Do you have a collection of coins and are looking to make a little bit of money from some of the ones that you no longer need? Or have you found a coin that you believe to be rare but you have no idea of its true value?

If either is the case then you should head down to The Coin and Jewelry Exchange so that you can get your items appraised and find out just how much they will be worth to you. We are an expert Coin dealer Fort Myers that has many years of experience in the industry, which means that you can be sure that you will get an honest appraisal from a trustworthy source.

So why come to use with your coin questions? Here are just a few reasons why we are the perfect solution for you.

We Buy Quick 

We aren’t simply appraisers of the value of coins – we are also massive enthusiasts who want to improve our own stock and offer as many coins to our customers as possible.

This means that we are constantly buying coins to offer to our customers, and will pay cash for any that you bring into our store that we determine to have sufficient value for collectors. Furthermore, we also have a wealth of knowledge at our disposal so in most cases you won’t need to wait for any research to be done before you can start making money from your coin collection.

We Do House Visits 

While we have a dedicated store, which is one of the hallmarks of a truly trustworthy coin dealer, we also recognize that no everybody will be able to make it down to see us, for whatever reason.

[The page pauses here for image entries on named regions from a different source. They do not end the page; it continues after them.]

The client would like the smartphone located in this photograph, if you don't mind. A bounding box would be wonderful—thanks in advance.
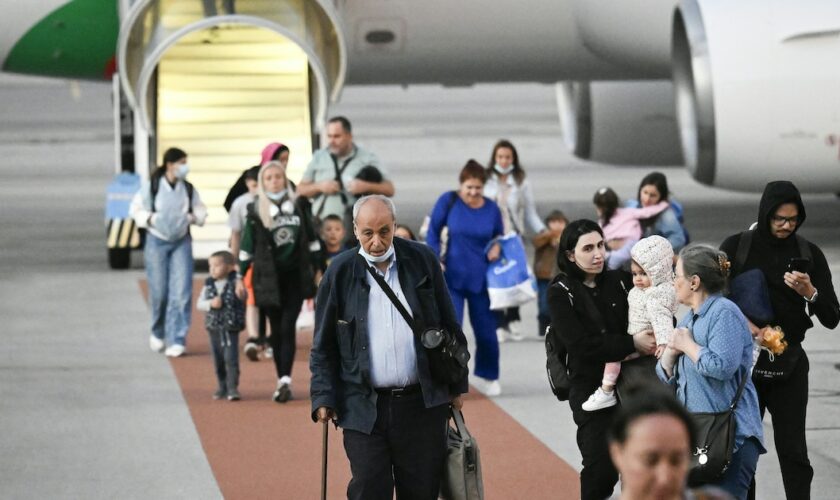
[788,257,811,273]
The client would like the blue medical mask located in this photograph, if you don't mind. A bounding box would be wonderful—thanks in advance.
[493,163,514,175]
[265,189,286,201]
[175,163,190,179]
[359,244,394,264]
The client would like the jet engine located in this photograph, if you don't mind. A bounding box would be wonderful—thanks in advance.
[672,0,840,192]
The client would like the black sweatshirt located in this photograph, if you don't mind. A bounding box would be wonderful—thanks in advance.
[547,271,636,390]
[720,181,840,343]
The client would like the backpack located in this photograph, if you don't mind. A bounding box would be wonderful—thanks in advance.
[149,168,195,214]
[545,280,575,401]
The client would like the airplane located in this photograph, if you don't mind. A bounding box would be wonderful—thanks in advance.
[0,0,840,267]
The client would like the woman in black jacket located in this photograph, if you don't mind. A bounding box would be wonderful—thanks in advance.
[548,219,656,500]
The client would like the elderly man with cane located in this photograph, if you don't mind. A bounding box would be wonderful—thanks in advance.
[310,195,467,500]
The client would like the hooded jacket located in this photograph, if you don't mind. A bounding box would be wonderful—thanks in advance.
[720,181,840,344]
[627,236,677,345]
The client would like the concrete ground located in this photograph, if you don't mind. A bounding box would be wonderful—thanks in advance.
[0,75,840,499]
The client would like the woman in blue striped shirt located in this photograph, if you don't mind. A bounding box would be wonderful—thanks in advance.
[656,245,765,498]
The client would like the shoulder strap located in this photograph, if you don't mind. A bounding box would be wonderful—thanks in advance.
[735,230,753,273]
[729,372,750,410]
[794,234,813,260]
[359,255,419,335]
[149,172,195,214]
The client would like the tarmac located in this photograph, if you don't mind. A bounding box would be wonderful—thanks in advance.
[0,75,840,500]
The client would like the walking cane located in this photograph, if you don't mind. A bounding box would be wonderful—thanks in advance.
[321,420,330,500]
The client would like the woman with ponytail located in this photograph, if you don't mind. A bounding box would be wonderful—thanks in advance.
[239,161,325,403]
[129,148,207,357]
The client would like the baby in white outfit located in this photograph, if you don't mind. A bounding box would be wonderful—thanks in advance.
[582,236,677,411]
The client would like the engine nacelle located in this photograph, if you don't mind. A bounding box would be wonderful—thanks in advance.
[672,0,840,192]
[557,80,682,166]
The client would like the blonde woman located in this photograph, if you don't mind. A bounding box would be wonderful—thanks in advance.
[239,161,324,403]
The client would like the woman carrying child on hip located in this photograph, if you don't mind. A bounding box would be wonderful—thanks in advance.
[581,236,677,411]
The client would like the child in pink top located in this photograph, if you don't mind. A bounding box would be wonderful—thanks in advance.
[592,187,668,269]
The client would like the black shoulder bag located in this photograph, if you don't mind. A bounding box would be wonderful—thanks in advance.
[688,374,749,486]
[545,280,575,401]
[359,255,470,385]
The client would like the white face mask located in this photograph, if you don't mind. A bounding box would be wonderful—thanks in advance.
[265,189,286,201]
[493,163,514,175]
[359,244,394,264]
[175,163,190,179]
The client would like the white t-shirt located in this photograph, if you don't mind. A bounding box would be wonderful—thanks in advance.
[228,193,256,233]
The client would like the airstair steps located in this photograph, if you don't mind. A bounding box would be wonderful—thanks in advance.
[157,23,312,258]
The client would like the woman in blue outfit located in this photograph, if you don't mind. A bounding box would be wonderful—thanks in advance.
[628,172,688,255]
[129,148,207,357]
[656,245,765,499]
[426,160,504,396]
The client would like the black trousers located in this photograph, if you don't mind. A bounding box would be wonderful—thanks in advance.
[265,275,303,378]
[207,329,239,392]
[344,391,449,500]
[751,351,814,500]
[569,386,618,500]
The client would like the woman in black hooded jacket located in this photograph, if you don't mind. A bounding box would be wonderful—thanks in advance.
[720,181,840,500]
[548,219,656,500]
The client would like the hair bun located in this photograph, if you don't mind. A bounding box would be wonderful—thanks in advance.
[718,252,732,278]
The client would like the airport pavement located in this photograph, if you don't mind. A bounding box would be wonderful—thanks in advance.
[0,76,840,500]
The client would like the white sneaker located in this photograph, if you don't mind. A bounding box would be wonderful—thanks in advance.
[508,321,525,342]
[484,380,502,398]
[164,344,187,358]
[149,335,166,352]
[581,387,618,411]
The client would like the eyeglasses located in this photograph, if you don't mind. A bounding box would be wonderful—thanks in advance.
[770,215,799,227]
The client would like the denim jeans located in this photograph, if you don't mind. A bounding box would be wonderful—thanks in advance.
[716,437,761,500]
[148,233,193,345]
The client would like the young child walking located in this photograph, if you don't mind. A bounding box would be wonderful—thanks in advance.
[196,250,245,401]
[582,236,677,411]
[532,210,569,337]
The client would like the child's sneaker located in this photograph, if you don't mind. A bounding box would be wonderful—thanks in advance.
[508,321,525,342]
[581,387,618,411]
[242,338,260,361]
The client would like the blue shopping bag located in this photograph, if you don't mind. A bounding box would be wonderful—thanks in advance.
[487,233,537,310]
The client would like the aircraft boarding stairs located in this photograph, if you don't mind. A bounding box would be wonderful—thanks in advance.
[119,0,344,258]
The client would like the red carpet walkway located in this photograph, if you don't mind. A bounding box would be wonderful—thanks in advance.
[141,279,580,500]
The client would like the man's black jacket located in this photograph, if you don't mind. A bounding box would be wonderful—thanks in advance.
[309,238,468,434]
[720,181,840,344]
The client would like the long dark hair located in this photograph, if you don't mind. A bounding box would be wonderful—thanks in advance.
[636,172,669,206]
[607,384,697,448]
[557,219,604,281]
[487,139,525,185]
[592,188,618,227]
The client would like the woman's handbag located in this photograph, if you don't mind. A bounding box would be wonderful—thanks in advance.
[487,233,537,311]
[688,374,749,486]
[359,255,470,385]
[440,408,484,500]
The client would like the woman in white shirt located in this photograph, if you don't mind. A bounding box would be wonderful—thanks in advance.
[484,139,546,342]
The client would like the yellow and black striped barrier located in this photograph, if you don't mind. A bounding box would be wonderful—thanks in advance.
[108,217,140,249]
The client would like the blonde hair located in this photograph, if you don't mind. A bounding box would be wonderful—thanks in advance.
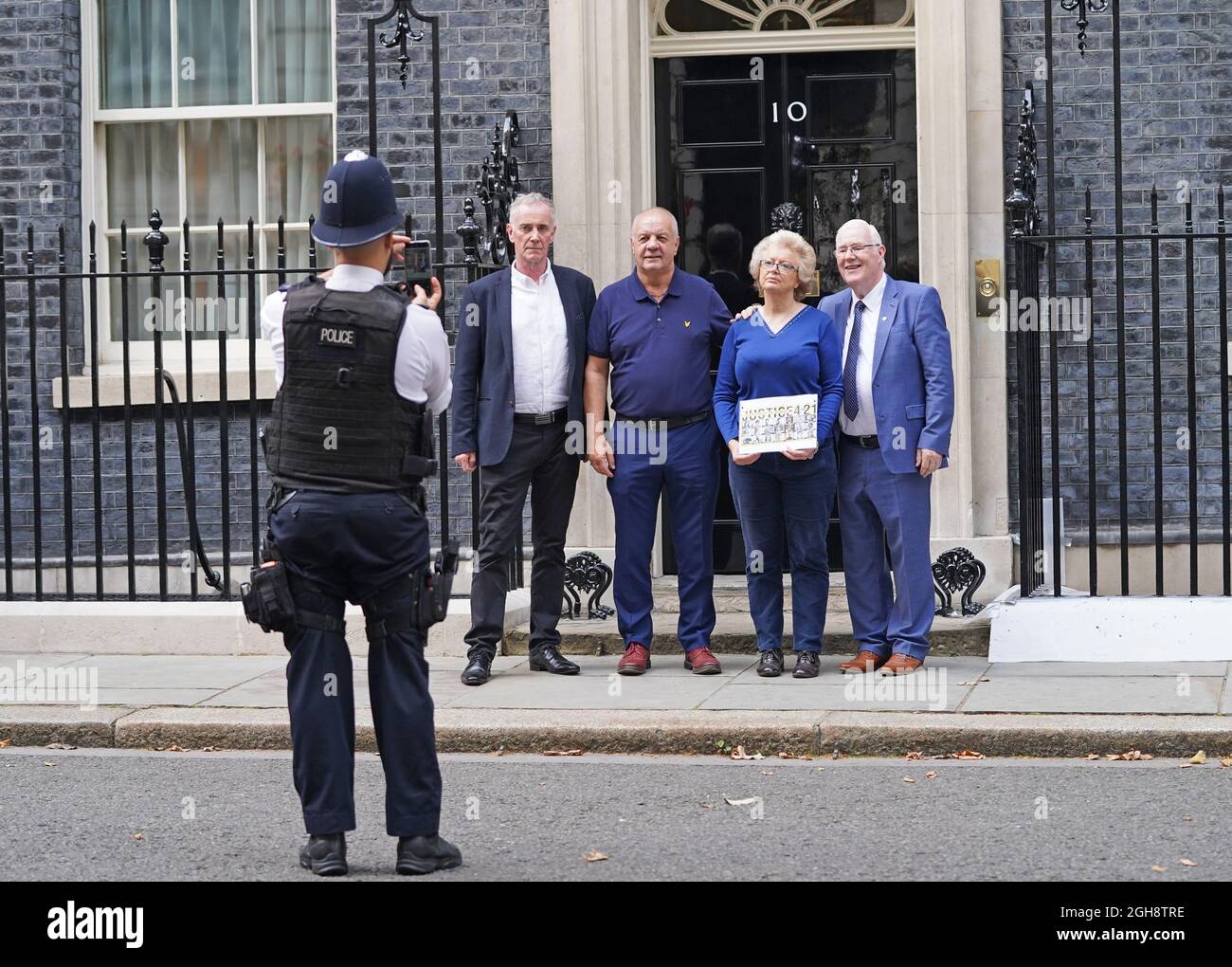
[749,228,817,300]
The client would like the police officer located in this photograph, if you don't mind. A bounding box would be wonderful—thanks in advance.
[262,152,462,876]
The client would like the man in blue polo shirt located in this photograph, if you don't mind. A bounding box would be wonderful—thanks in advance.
[586,209,731,675]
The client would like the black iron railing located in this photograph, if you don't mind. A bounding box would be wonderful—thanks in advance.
[0,198,524,600]
[1002,60,1232,596]
[0,0,525,600]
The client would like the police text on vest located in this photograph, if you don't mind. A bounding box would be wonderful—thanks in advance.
[320,325,354,349]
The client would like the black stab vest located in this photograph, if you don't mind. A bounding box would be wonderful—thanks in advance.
[266,279,435,494]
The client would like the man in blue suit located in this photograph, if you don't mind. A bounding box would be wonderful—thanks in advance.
[453,193,595,684]
[821,219,953,675]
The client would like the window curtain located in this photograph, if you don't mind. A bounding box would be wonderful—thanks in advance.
[175,0,249,107]
[256,0,332,103]
[99,0,172,108]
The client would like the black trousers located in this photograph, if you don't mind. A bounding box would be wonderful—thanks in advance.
[270,490,441,836]
[465,420,579,658]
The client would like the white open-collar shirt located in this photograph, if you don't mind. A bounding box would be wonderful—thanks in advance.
[509,263,570,412]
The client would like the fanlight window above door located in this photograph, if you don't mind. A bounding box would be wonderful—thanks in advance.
[653,0,915,37]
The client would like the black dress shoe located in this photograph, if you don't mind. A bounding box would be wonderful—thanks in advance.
[531,645,582,675]
[394,836,462,876]
[758,648,783,679]
[299,832,346,876]
[791,651,822,679]
[462,653,494,684]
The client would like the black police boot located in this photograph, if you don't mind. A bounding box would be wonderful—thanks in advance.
[394,836,462,876]
[299,832,346,876]
[462,651,494,684]
[531,645,582,675]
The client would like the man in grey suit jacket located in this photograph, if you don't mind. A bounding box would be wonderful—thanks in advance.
[453,192,595,684]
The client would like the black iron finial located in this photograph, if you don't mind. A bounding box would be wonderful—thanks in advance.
[770,202,805,235]
[142,209,172,272]
[457,197,483,265]
[1060,0,1108,57]
[379,0,424,90]
[475,110,522,265]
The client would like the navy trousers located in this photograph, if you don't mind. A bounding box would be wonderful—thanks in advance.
[268,490,441,836]
[727,441,838,653]
[607,420,722,651]
[839,442,935,660]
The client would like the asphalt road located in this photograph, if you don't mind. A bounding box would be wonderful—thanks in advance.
[0,749,1232,882]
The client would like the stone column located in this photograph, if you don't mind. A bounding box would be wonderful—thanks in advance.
[549,0,658,563]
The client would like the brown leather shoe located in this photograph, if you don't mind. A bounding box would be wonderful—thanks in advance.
[616,642,650,675]
[839,648,890,675]
[881,651,924,675]
[685,648,723,675]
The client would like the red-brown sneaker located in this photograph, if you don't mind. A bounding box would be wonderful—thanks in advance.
[685,648,723,675]
[616,642,650,675]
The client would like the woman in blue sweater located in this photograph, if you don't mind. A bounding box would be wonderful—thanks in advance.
[715,231,842,679]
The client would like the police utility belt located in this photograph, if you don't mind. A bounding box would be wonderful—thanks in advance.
[241,532,459,642]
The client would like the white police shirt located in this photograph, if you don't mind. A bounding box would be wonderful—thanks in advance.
[262,263,453,416]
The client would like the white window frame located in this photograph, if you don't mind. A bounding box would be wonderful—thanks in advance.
[77,0,337,384]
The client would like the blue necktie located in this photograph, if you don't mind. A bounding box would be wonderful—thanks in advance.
[842,301,863,420]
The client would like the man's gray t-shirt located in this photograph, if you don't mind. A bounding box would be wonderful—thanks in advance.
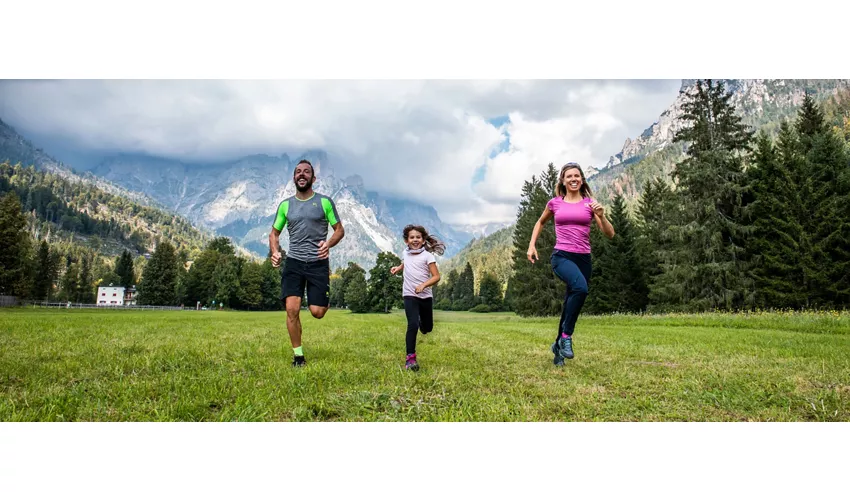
[274,193,339,262]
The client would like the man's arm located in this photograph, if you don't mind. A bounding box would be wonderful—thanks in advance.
[269,200,289,267]
[269,227,281,267]
[319,222,345,259]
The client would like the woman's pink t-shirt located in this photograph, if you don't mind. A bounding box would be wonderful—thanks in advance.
[546,197,593,253]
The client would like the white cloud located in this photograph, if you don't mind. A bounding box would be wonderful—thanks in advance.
[0,80,679,222]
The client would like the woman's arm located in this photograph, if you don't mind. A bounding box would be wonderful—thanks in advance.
[526,206,555,264]
[590,200,614,240]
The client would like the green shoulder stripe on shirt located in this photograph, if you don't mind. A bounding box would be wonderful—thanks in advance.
[272,200,289,231]
[322,198,339,226]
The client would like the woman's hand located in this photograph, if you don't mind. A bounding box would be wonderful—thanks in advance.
[525,247,540,264]
[590,200,605,217]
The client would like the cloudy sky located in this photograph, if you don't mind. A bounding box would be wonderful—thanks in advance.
[0,80,680,223]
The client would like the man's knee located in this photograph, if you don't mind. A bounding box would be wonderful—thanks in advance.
[310,306,328,319]
[286,307,301,321]
[570,279,588,295]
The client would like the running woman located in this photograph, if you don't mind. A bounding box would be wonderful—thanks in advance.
[390,224,446,371]
[527,163,614,366]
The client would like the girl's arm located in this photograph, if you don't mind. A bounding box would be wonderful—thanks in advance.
[526,206,555,264]
[416,262,440,293]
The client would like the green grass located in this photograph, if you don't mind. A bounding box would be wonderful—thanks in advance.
[0,309,850,421]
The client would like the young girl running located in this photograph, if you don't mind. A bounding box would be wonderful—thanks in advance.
[527,163,614,365]
[390,224,446,371]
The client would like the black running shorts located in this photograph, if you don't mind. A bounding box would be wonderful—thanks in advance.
[280,257,331,307]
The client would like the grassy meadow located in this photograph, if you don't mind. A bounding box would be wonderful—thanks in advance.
[0,309,850,421]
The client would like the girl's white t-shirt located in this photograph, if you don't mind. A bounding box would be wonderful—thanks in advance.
[401,248,437,299]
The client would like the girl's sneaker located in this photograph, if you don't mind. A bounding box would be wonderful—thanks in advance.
[552,342,564,366]
[558,334,574,359]
[404,354,419,371]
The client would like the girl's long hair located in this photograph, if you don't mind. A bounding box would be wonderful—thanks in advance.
[403,224,446,255]
[555,162,593,198]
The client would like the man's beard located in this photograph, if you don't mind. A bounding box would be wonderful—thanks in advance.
[295,179,313,193]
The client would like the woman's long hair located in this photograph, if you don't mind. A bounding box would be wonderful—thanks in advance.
[403,224,446,255]
[555,162,593,198]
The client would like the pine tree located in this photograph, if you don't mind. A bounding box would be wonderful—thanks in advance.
[796,95,850,307]
[138,240,178,306]
[331,262,366,307]
[33,240,54,300]
[452,262,475,311]
[59,263,80,302]
[262,258,283,311]
[345,273,370,313]
[510,163,566,316]
[76,255,95,304]
[587,194,649,313]
[747,122,811,308]
[213,254,239,307]
[435,269,460,311]
[368,252,403,313]
[238,262,263,310]
[655,80,753,310]
[115,250,136,288]
[636,177,682,310]
[0,191,31,296]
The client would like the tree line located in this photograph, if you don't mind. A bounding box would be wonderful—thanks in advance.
[506,80,850,316]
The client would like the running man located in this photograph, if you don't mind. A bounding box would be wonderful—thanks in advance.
[269,160,345,367]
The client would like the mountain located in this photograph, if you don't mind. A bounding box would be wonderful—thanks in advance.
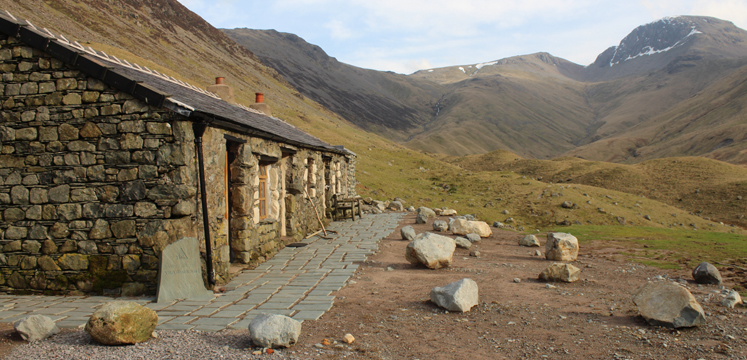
[223,16,747,163]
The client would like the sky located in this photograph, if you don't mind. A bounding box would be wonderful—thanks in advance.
[178,0,747,74]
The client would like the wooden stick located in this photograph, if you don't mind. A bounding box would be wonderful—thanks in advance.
[303,188,327,236]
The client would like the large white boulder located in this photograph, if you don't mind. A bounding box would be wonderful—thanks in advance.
[431,278,479,312]
[545,233,578,261]
[539,263,581,282]
[13,315,60,342]
[249,314,301,348]
[86,301,158,345]
[633,281,706,328]
[405,232,456,269]
[450,219,493,237]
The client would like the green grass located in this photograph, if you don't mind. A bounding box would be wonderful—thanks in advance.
[552,225,747,269]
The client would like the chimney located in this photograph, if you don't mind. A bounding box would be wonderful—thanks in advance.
[249,93,272,116]
[207,76,235,104]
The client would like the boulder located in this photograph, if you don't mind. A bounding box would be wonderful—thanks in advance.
[545,233,578,261]
[249,314,301,348]
[387,200,405,211]
[465,233,482,242]
[539,263,581,282]
[405,232,456,269]
[399,225,416,241]
[721,290,743,309]
[519,235,540,247]
[431,278,479,312]
[418,206,436,218]
[441,209,457,216]
[693,262,721,285]
[415,213,428,224]
[450,219,493,237]
[633,281,706,328]
[13,315,60,342]
[86,301,158,345]
[454,236,472,249]
[433,220,449,232]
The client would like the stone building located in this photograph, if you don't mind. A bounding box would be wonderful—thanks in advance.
[0,15,355,295]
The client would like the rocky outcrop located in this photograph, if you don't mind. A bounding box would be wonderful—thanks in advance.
[693,262,721,285]
[519,235,540,247]
[405,233,456,269]
[86,301,158,345]
[249,314,301,348]
[13,315,60,342]
[539,263,581,283]
[545,233,578,261]
[431,278,479,312]
[633,281,706,328]
[450,219,493,237]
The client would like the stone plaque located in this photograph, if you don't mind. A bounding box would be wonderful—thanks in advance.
[156,238,214,302]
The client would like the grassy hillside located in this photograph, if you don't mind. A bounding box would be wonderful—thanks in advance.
[447,151,747,226]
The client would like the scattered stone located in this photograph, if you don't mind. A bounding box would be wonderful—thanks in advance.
[693,262,721,285]
[86,301,158,345]
[633,281,706,328]
[721,290,743,309]
[387,201,405,212]
[519,235,540,247]
[451,219,493,237]
[405,232,456,269]
[539,263,581,283]
[399,225,416,241]
[454,236,472,249]
[465,233,482,242]
[545,233,578,261]
[433,220,449,232]
[431,278,479,312]
[249,314,301,348]
[13,315,60,342]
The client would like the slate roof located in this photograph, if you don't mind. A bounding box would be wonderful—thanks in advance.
[0,13,353,154]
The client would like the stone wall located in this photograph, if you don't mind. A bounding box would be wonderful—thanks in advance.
[0,33,196,295]
[0,32,355,295]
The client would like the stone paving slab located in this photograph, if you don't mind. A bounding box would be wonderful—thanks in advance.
[0,213,403,331]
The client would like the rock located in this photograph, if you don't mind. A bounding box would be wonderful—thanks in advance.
[721,290,743,309]
[545,233,578,261]
[539,263,581,283]
[451,219,493,237]
[249,314,301,348]
[415,213,428,224]
[693,262,721,285]
[519,235,540,247]
[387,200,405,211]
[431,278,479,312]
[465,233,482,242]
[399,225,416,241]
[633,281,706,328]
[454,236,472,249]
[86,301,158,345]
[433,220,449,232]
[418,206,436,218]
[405,232,456,269]
[13,315,60,342]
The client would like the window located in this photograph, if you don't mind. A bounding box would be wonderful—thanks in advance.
[258,164,267,220]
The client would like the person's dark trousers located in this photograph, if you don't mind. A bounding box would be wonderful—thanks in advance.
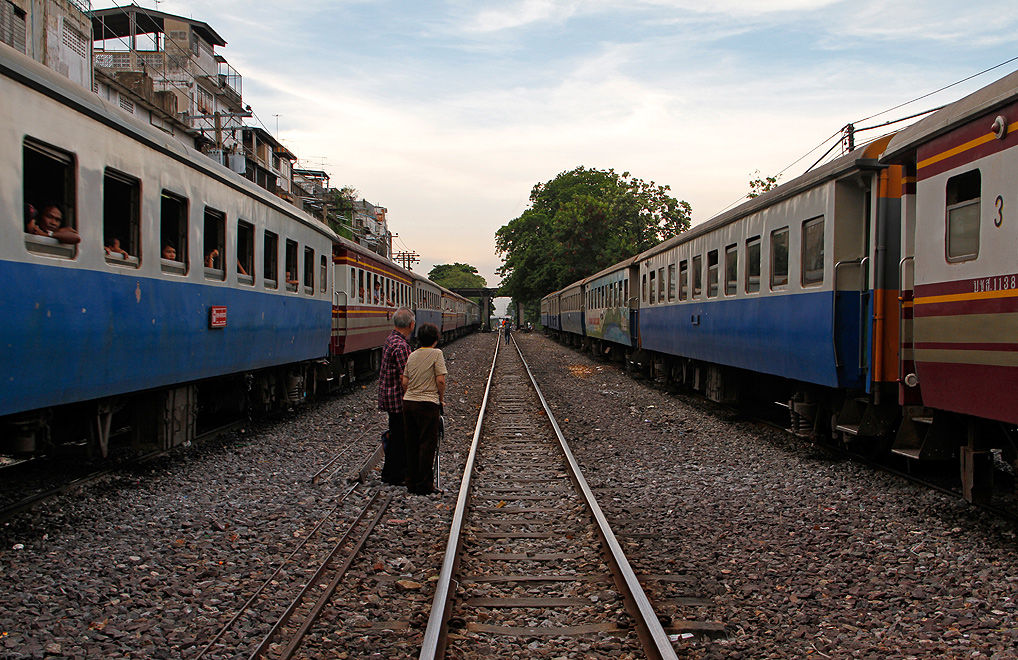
[382,413,406,486]
[403,400,441,495]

This is why we offer a home visiting service where we come to see you so that you can get your collection appraised. Using this service you can see us whenever it is most convenient to you, rather than having to arrange to come and visit us.

We Are Part of the Professional Numismatics Guild 

The biggest problem that many coin dealers face is finding somebody who is trustworthy and can be held accountable for the valuations that they put on various pieces.

As we are members of the Professional Numismatics Guild you can not only guarantee that we have the expertise required to join such a prestigious organization but that we are also held accountable for our business practices, ensuring that you get an honest appraisal at all times.